Productivity today is not about improving the efficiency of our health system through training fewer doctors and nurses. Productivity today is about the invention and system-wide application of new ideas and new technologies that will speed up and improve health delivery.
The process of discovery is itself transforming the nature of competition. In a resource-based economy, scarcity drives up price. But in a knowledge economy, it is just the opposite. Software's value goes up the more it is shared. The first fax machine or phone was useless.

And there seems to be no end to new knowledge. Knowledge is not like oil or a piece of capital equipment. Knowledge is not used up, worn out or consumed. Quite the opposite - knowledge and new ideas are different: the more you use them, the more valuable they become.
The centrality of S&T to Canada's future raises other issues such as the need for partnerships and collaborations. In a knowledge economy, knowledge is the most precious commodity. Often, the ideas or intellectual property generated in one company or one university acquires value only when combined with the ideas from another company or university.

Companies, universities and countries must therefore strike strategic and dynamic collaborations in an attempt to create the synergies and complementarities that can only come by merging ideas, creating partnerships and building relationships.

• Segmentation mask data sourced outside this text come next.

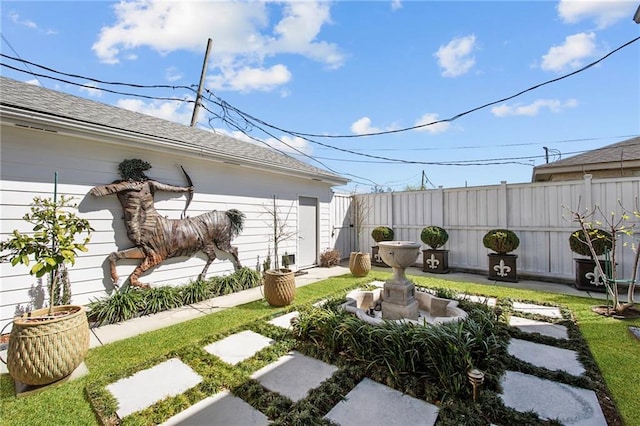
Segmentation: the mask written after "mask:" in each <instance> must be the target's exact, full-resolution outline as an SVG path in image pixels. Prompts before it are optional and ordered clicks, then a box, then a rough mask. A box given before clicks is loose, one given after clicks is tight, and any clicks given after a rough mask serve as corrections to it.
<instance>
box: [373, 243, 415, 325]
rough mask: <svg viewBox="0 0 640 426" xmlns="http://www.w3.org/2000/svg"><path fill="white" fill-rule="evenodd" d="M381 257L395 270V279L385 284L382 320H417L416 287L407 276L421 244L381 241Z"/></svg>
mask: <svg viewBox="0 0 640 426" xmlns="http://www.w3.org/2000/svg"><path fill="white" fill-rule="evenodd" d="M378 247H379V253H380V257H382V260H384V262H385V263H386V264H387V265H389V266H391V267H392V268H393V278H391V279H389V280H387V281H386V282H385V283H384V293H383V294H384V295H383V301H382V318H383V319H390V320H397V319H403V318H407V319H412V320H417V319H418V315H419V309H418V301H417V300H416V298H415V286H414V285H413V283H412V282H411V281H409V280H408V279H407V277H406V275H405V270H406V268H407V267H408V266H411V265H413V264H414V263H415V261H416V260H417V259H418V256H419V255H420V247H421V244H420V243H416V242H412V241H381V242H379V243H378Z"/></svg>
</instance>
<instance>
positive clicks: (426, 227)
mask: <svg viewBox="0 0 640 426" xmlns="http://www.w3.org/2000/svg"><path fill="white" fill-rule="evenodd" d="M420 239H421V240H422V242H423V243H425V244H426V245H427V246H428V247H429V248H428V249H425V250H422V270H423V271H424V272H432V273H434V274H446V273H448V272H449V250H443V249H440V247H442V246H444V245H445V244H446V243H447V241H449V234H448V233H447V231H446V230H445V229H444V228H441V227H439V226H433V225H432V226H427V227H426V228H423V229H422V232H421V233H420Z"/></svg>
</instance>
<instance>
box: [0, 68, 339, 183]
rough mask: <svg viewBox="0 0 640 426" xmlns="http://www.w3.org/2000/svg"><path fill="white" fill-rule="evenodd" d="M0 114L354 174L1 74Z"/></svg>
mask: <svg viewBox="0 0 640 426" xmlns="http://www.w3.org/2000/svg"><path fill="white" fill-rule="evenodd" d="M0 112H1V115H0V118H1V119H2V121H6V120H8V119H9V117H10V116H11V118H12V119H13V120H14V121H15V122H16V123H20V122H21V123H24V124H27V123H29V122H31V121H33V120H35V119H40V120H46V121H48V122H50V123H52V124H54V125H56V124H59V125H61V126H63V125H64V124H65V123H66V124H68V125H70V124H73V125H75V126H78V125H80V126H81V127H82V128H83V129H85V130H87V131H94V132H97V131H102V132H105V131H108V132H109V133H117V134H118V136H119V137H124V138H126V137H131V138H132V139H135V140H144V141H145V142H146V143H147V144H155V145H158V146H160V145H162V146H165V147H166V146H170V147H171V148H172V149H175V150H181V151H185V152H188V151H190V152H198V153H199V155H204V156H209V157H211V158H215V159H217V160H223V161H227V162H230V163H232V164H239V165H242V166H250V167H252V168H256V169H262V170H266V171H271V172H276V173H280V174H286V175H290V176H297V177H303V178H311V179H315V180H321V181H325V182H329V183H330V184H332V185H344V184H346V183H347V182H349V180H348V179H346V178H344V177H342V176H339V175H337V174H334V173H331V172H328V171H326V170H322V169H320V168H318V167H314V166H311V165H309V164H306V163H304V162H302V161H299V160H297V159H295V158H293V157H290V156H288V155H285V154H282V153H279V152H277V151H274V150H272V149H269V148H265V147H261V146H258V145H255V144H253V143H249V142H245V141H241V140H238V139H234V138H232V137H229V136H225V135H221V134H217V133H213V132H211V131H207V130H203V129H198V128H195V127H189V126H185V125H182V124H177V123H174V122H171V121H168V120H163V119H160V118H156V117H152V116H149V115H145V114H141V113H138V112H133V111H129V110H126V109H123V108H118V107H114V106H110V105H107V104H103V103H99V102H95V101H91V100H88V99H85V98H81V97H78V96H73V95H69V94H66V93H62V92H57V91H54V90H49V89H44V88H42V87H39V86H35V85H32V84H27V83H21V82H19V81H16V80H12V79H9V78H6V77H0ZM21 118H22V119H21Z"/></svg>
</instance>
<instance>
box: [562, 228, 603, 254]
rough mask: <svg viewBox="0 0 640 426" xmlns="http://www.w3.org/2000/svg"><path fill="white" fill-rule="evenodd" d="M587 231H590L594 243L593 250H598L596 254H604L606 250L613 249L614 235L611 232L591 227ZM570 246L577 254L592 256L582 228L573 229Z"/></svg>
mask: <svg viewBox="0 0 640 426" xmlns="http://www.w3.org/2000/svg"><path fill="white" fill-rule="evenodd" d="M587 232H588V233H589V238H590V239H591V244H592V245H593V250H594V251H595V252H596V255H598V256H602V255H603V254H604V252H605V251H607V250H611V247H612V246H613V237H612V236H611V233H610V232H607V231H605V230H604V229H598V228H594V229H589V230H588V231H587ZM569 247H570V248H571V251H572V252H574V253H576V254H579V255H582V256H588V257H592V256H591V250H589V245H588V244H587V240H586V238H585V235H584V231H583V230H582V229H578V230H577V231H573V232H572V233H571V235H569Z"/></svg>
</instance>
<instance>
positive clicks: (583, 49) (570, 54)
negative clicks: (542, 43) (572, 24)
mask: <svg viewBox="0 0 640 426" xmlns="http://www.w3.org/2000/svg"><path fill="white" fill-rule="evenodd" d="M595 40H596V35H595V33H578V34H573V35H570V36H567V37H566V38H565V40H564V43H563V44H561V45H559V46H552V47H551V48H550V49H549V52H547V54H546V55H543V56H542V65H541V67H542V69H543V70H545V71H554V72H562V71H564V70H567V69H569V70H575V69H578V68H580V67H581V66H583V65H584V62H585V59H587V58H589V57H593V56H594V55H595V53H596V42H595Z"/></svg>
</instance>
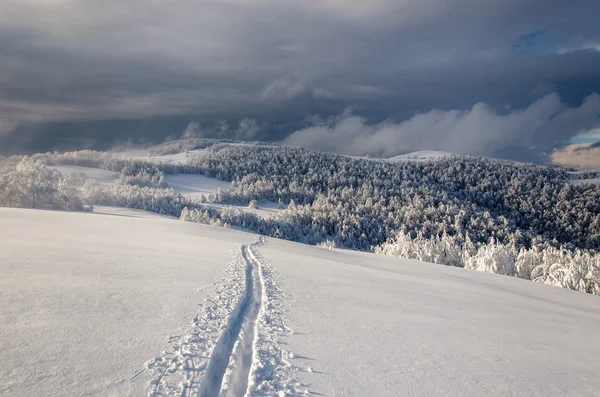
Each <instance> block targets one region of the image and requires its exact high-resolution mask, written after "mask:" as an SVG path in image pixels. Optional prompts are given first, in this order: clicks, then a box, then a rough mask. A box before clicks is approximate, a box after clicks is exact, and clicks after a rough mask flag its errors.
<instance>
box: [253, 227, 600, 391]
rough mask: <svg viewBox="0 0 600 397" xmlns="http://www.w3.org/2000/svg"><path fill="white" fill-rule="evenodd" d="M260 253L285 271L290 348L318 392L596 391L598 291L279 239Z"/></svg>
mask: <svg viewBox="0 0 600 397" xmlns="http://www.w3.org/2000/svg"><path fill="white" fill-rule="evenodd" d="M260 252H261V253H262V254H263V255H264V256H265V258H267V259H269V260H270V261H271V262H272V263H274V264H277V268H278V269H279V270H280V272H281V273H282V275H283V276H284V277H285V283H284V285H283V287H284V290H285V291H286V292H287V293H288V294H289V295H290V296H291V297H292V298H291V300H290V305H291V308H290V312H289V315H288V317H289V322H288V325H289V326H290V327H291V328H292V329H293V330H294V331H295V334H294V335H293V336H292V337H291V338H289V339H288V343H289V344H288V347H289V348H290V349H291V351H293V352H294V353H295V354H296V359H294V360H292V363H293V364H294V365H296V366H298V367H300V368H301V369H302V370H303V371H302V372H301V379H302V380H303V381H304V382H305V383H309V384H310V391H311V392H314V393H320V395H324V396H357V397H358V396H381V397H384V396H473V397H480V396H498V397H501V396H540V397H541V396H557V397H558V396H594V395H598V390H600V367H599V366H598V365H597V360H598V354H600V340H599V339H598V337H597V335H598V327H599V326H600V300H599V299H598V297H597V296H592V295H588V294H583V293H580V292H576V291H570V290H563V289H559V288H556V287H550V286H547V285H542V284H537V283H532V282H531V281H527V280H520V279H516V278H510V277H504V276H499V275H494V274H487V273H480V272H475V271H468V270H464V269H459V268H452V267H446V266H440V265H434V264H428V263H423V262H417V261H410V260H403V259H399V258H392V257H383V256H376V255H373V254H366V253H357V252H349V251H338V252H334V251H328V250H326V249H323V248H318V247H310V246H304V245H300V244H292V243H288V242H283V241H279V240H275V239H268V243H267V245H266V246H265V247H264V248H261V250H260ZM315 395H319V394H315Z"/></svg>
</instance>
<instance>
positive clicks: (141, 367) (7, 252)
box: [0, 208, 600, 397]
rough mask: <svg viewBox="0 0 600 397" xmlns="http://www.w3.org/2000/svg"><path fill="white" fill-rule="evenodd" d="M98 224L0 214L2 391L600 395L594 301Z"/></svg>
mask: <svg viewBox="0 0 600 397" xmlns="http://www.w3.org/2000/svg"><path fill="white" fill-rule="evenodd" d="M96 211H99V212H102V214H100V213H67V212H58V211H38V210H26V209H0V222H1V224H2V228H0V277H1V278H0V322H1V323H2V324H3V326H2V327H1V328H0V341H2V345H1V348H0V362H2V363H3V366H2V368H1V369H0V395H7V396H9V395H10V396H13V395H45V396H52V397H54V396H71V395H89V396H124V395H127V396H143V395H151V396H180V395H194V396H212V395H215V396H216V395H233V396H242V395H244V394H246V393H247V394H246V395H248V396H281V395H289V396H292V395H298V396H300V395H307V396H310V395H325V396H365V395H369V396H391V395H407V396H438V395H460V396H481V395H489V396H506V395H528V396H587V395H589V396H592V395H594V394H595V391H596V390H598V388H600V369H598V368H597V366H596V365H595V363H596V361H597V360H596V359H597V356H598V353H599V352H600V342H599V341H598V340H597V338H596V333H597V327H598V324H599V323H600V308H599V306H598V305H597V302H596V301H597V299H598V298H597V297H595V296H592V295H588V294H582V293H579V292H575V291H568V290H563V289H558V288H553V287H550V286H545V285H541V284H535V283H531V282H528V281H524V280H520V279H517V278H508V277H499V276H496V275H492V274H486V273H481V272H474V271H468V270H464V269H458V268H453V267H446V266H439V265H434V264H427V263H423V262H417V261H412V260H405V259H399V258H393V257H388V256H382V255H374V254H368V253H360V252H356V251H345V250H326V249H323V248H318V247H311V246H308V245H304V244H298V243H292V242H287V241H283V240H278V239H273V238H267V239H259V238H258V236H257V235H255V234H251V233H246V232H242V231H235V230H230V229H224V228H215V227H211V226H206V225H200V224H193V223H187V222H181V221H178V220H176V219H173V218H168V217H160V216H152V215H146V214H145V213H143V212H139V211H131V210H123V209H121V210H113V209H111V208H96ZM248 341H252V343H248ZM575 379H576V381H574V380H575Z"/></svg>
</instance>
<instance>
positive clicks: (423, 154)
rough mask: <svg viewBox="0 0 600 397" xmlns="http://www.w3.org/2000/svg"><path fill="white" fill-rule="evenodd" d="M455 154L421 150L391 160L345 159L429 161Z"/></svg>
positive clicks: (370, 157) (402, 155)
mask: <svg viewBox="0 0 600 397" xmlns="http://www.w3.org/2000/svg"><path fill="white" fill-rule="evenodd" d="M452 155H453V153H449V152H442V151H439V150H421V151H418V152H411V153H406V154H401V155H399V156H394V157H389V158H380V157H368V156H351V155H343V156H345V157H349V158H352V159H357V160H369V161H389V162H392V163H393V162H396V161H427V160H439V159H441V158H444V157H446V156H452Z"/></svg>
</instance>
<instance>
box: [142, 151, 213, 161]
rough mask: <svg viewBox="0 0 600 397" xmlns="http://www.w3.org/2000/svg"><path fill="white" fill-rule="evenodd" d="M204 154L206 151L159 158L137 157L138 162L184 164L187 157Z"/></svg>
mask: <svg viewBox="0 0 600 397" xmlns="http://www.w3.org/2000/svg"><path fill="white" fill-rule="evenodd" d="M204 153H206V149H197V150H190V151H189V152H187V153H176V154H165V155H161V156H151V157H149V158H148V157H137V158H138V159H140V160H151V161H159V162H163V163H184V162H185V161H186V160H187V158H188V157H192V156H199V155H202V154H204Z"/></svg>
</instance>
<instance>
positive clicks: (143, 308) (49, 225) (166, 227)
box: [0, 208, 255, 396]
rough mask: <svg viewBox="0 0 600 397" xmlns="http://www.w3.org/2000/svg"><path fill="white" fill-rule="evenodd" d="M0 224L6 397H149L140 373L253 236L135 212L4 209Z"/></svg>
mask: <svg viewBox="0 0 600 397" xmlns="http://www.w3.org/2000/svg"><path fill="white" fill-rule="evenodd" d="M104 210H105V211H106V210H107V209H104ZM138 213H139V211H134V212H132V213H131V214H132V215H136V214H138ZM0 225H1V227H0V324H1V326H0V363H2V365H1V366H0V395H2V396H75V395H77V396H79V395H86V396H142V395H146V393H147V391H146V389H147V385H148V381H149V377H150V373H149V372H148V371H146V372H144V373H142V374H141V375H139V376H137V377H135V379H134V380H133V381H131V378H133V377H134V376H135V375H136V374H138V373H139V371H140V370H142V369H144V367H145V363H146V362H147V361H148V360H151V359H153V358H154V357H157V356H159V355H160V354H161V351H162V350H164V349H167V348H168V347H169V343H168V340H167V339H168V338H169V337H170V336H174V335H181V334H182V332H183V331H182V330H184V329H185V328H186V327H187V326H188V325H189V323H190V322H191V321H192V319H193V318H194V316H195V315H196V313H197V310H198V306H197V305H198V304H199V303H202V302H203V300H204V298H205V297H206V296H207V294H212V293H213V290H214V286H213V284H214V283H217V285H218V283H219V282H220V280H221V279H222V277H223V275H224V273H223V269H224V267H225V265H226V264H227V263H228V262H230V261H231V259H232V256H231V254H230V252H229V251H230V250H231V249H232V248H234V245H235V244H236V243H242V242H248V241H252V240H255V238H254V237H253V236H250V235H248V234H244V233H240V232H236V231H232V230H228V229H222V228H216V227H215V228H211V227H207V226H202V225H197V224H191V223H186V222H181V221H178V220H173V219H168V218H153V219H144V218H139V217H132V216H129V214H128V213H127V212H126V211H125V212H121V213H119V214H117V216H112V215H98V214H79V213H65V212H52V211H35V210H21V209H7V208H0ZM202 288H204V289H202ZM198 289H202V290H201V291H198Z"/></svg>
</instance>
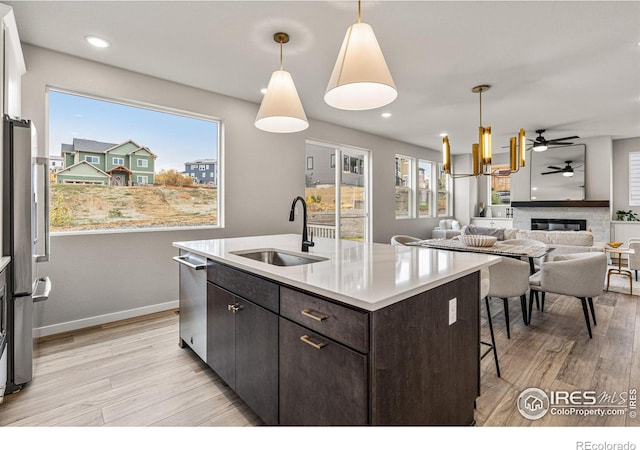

Canada is well positioned to take leadership in this area. Science diplomacy, particularly health science diplomacy, will be a powerful way for Canada to reach out to the world. We place importance on good health and a public health system. I believe that those values, coupled with Canada's exceptionally strong health research enterprise and the universal nature of science that transcends language and culture, will make health science diplomacy as important a diplomatic tool in this century as Pearsonian diplomacy was for Canada in the last century.
For our cities to become a knowledge-based hub, proximity to market is no longer the issue. But, proximity to the world's best universities and to the best research talent is.

We are witnessing the 'death of distance'
The last point is obvious. A successful knowledge economy is built on a highly educated workforce and a society that understands what research is all about and engaged in the issues raised by science. Science is, quite simply, the best way humanity has come up with to solve important problems. Indeed, some of the greatest opportunities for economic progress will come from helping the world solve its biggest problems - in human health, in energy, the environment, in building sustainable cites. This is how, I believe, we will generate the new jobs, wealth for our country, and well-being for our citizens.

This is what science and innovation is all about - discovering and applying new scientific ideas, new knowledge to change the world.

Real, cutting-edge research is tough to do
But transforming science into new products and new policies is even tougher - it is a complex process that involves iterative interactions between the producers and users of new knowledge.
Canada is in a race without a finish line. It's a race to build a nation that provides rewarding careers for our children, that has a sustainable health system, a strong education system, and that is a paradigm for the planet. We're in a race to generate new ideas and to transform those ideas into economic advantage.

I believe Canada can win that race. But how on earth do you win a race without a finish line? First, you have to enter the race. And second, you have to enter it to win.